As I wandered, I found myself at a nearby park, where memories of happier times with my family flooded my mind. Weekends spent playing and laughing with my step-sister and mom seemed like a distant past. The reality of our current situation hit me hard - mom's illness, Evelyn's battle with cancer, and the responsibility of caring for our family now rested on my shoulders."
"It was past 12 in the afternoon, and I decided to visit my sister Eve - she was the only one I could pour my heart out to. I took a train to the hospital, and as I arrived, the smell of medicine hit me. Nurses and doctors bustled around, and I made my way to Eve's ward.
She was resting on her pillow, laughing with another patient. Her eyes had dark circles, her skin was pale, and she'd lost a lot of weight. Her hair was balding from chemotherapy, and an IV drip was attached to her left hand.

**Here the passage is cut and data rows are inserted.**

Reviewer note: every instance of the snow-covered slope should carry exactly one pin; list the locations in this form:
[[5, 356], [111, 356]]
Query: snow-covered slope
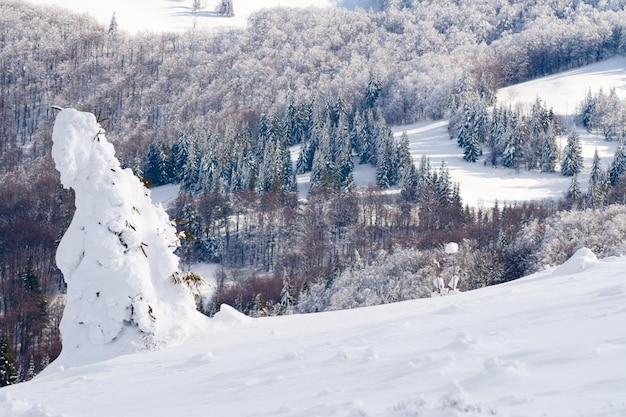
[[177, 15], [550, 344], [481, 184]]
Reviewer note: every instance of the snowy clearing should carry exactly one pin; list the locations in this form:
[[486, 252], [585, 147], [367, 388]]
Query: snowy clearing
[[482, 184], [549, 344]]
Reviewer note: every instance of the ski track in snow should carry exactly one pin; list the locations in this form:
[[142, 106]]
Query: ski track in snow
[[177, 15]]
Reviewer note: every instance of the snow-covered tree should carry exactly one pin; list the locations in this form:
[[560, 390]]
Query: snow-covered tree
[[618, 165], [123, 282], [8, 373], [596, 192], [572, 156]]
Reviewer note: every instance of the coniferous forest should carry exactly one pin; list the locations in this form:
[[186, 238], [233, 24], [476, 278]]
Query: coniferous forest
[[225, 114]]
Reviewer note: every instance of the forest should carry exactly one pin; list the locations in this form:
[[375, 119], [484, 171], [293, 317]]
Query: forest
[[220, 112]]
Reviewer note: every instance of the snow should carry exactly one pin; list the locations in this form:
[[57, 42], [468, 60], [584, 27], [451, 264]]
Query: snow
[[177, 15], [483, 185], [117, 254], [549, 344], [564, 91]]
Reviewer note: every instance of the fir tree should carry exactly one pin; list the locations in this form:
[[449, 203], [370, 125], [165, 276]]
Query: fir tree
[[618, 166], [596, 191], [113, 26], [573, 192], [8, 373], [572, 156], [287, 299]]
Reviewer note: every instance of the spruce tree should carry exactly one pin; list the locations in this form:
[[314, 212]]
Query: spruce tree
[[618, 166], [8, 373], [572, 156], [596, 190]]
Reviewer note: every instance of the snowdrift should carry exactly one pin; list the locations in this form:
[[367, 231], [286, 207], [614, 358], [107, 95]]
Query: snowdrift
[[549, 344], [124, 290]]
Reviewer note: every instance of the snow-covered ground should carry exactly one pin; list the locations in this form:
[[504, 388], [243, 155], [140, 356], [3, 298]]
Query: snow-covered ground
[[177, 15], [552, 344], [482, 184]]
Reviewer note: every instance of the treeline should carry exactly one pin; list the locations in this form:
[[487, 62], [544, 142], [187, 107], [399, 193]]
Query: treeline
[[151, 86], [34, 213]]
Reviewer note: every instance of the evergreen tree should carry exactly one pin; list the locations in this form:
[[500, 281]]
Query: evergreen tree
[[113, 26], [548, 150], [287, 299], [573, 192], [596, 191], [618, 166], [157, 165], [572, 156], [226, 8], [8, 373], [374, 88]]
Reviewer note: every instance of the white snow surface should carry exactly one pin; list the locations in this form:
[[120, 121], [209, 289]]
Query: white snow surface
[[177, 15], [117, 254], [483, 185], [551, 344]]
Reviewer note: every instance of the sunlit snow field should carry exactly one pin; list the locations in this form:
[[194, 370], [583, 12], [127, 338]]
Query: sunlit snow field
[[551, 344]]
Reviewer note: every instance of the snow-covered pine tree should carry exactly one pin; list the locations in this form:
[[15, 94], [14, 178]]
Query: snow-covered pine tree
[[124, 287], [8, 373], [573, 192], [113, 25], [572, 155], [618, 165], [597, 179]]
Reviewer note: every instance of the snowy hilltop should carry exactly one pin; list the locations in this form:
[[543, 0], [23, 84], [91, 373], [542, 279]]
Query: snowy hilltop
[[124, 288], [551, 344]]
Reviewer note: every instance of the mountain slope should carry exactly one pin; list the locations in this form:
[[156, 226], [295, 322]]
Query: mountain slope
[[178, 15], [549, 344]]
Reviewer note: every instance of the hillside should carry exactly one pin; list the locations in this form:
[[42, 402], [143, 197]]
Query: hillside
[[178, 15], [549, 344]]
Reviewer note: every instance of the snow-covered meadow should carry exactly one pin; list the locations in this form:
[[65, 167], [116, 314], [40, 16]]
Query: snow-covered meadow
[[550, 344], [178, 15]]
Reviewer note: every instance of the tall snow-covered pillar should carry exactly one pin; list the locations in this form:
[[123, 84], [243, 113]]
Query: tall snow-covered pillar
[[117, 256]]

When she saw me, she smiled, and I saw tears forming in her eyes. 'You're a bad sister,' she said, making an angry face. 'Why didn't you come see me?'
I smiled, moving closer, and nodded to the other patient, greeting her. 'Your sister was crying yesterday, saying you don't want her anymore,' the patient said. Her name was Maria, a lovely lady around 36.
I looked at Maria, then at Eve, who had her back to me. 'Maria, do you see me as the kind of sister who'd ditch her sis? I got a job, Eve - that's why I couldn't come. I was going to come on the weekend.'
Eve looked at me with teary eyes and hugged me. 'I was just angry. I know you'd never do that. I'm so happy you got a job.' She pulled back, looking at me. 'By the way, if you have a job, what are you doing here?'
"I sat near Eve's bed, struggling to find the right words. The question still lingered in the air - what was I doing here? I forced a smile, trying to buy time. Eve's eyes searched mine, and I knew I couldn't hide the truth. I took a deep breath, and the words tumbled out, 'I got fired.' The silence that followed was deafening."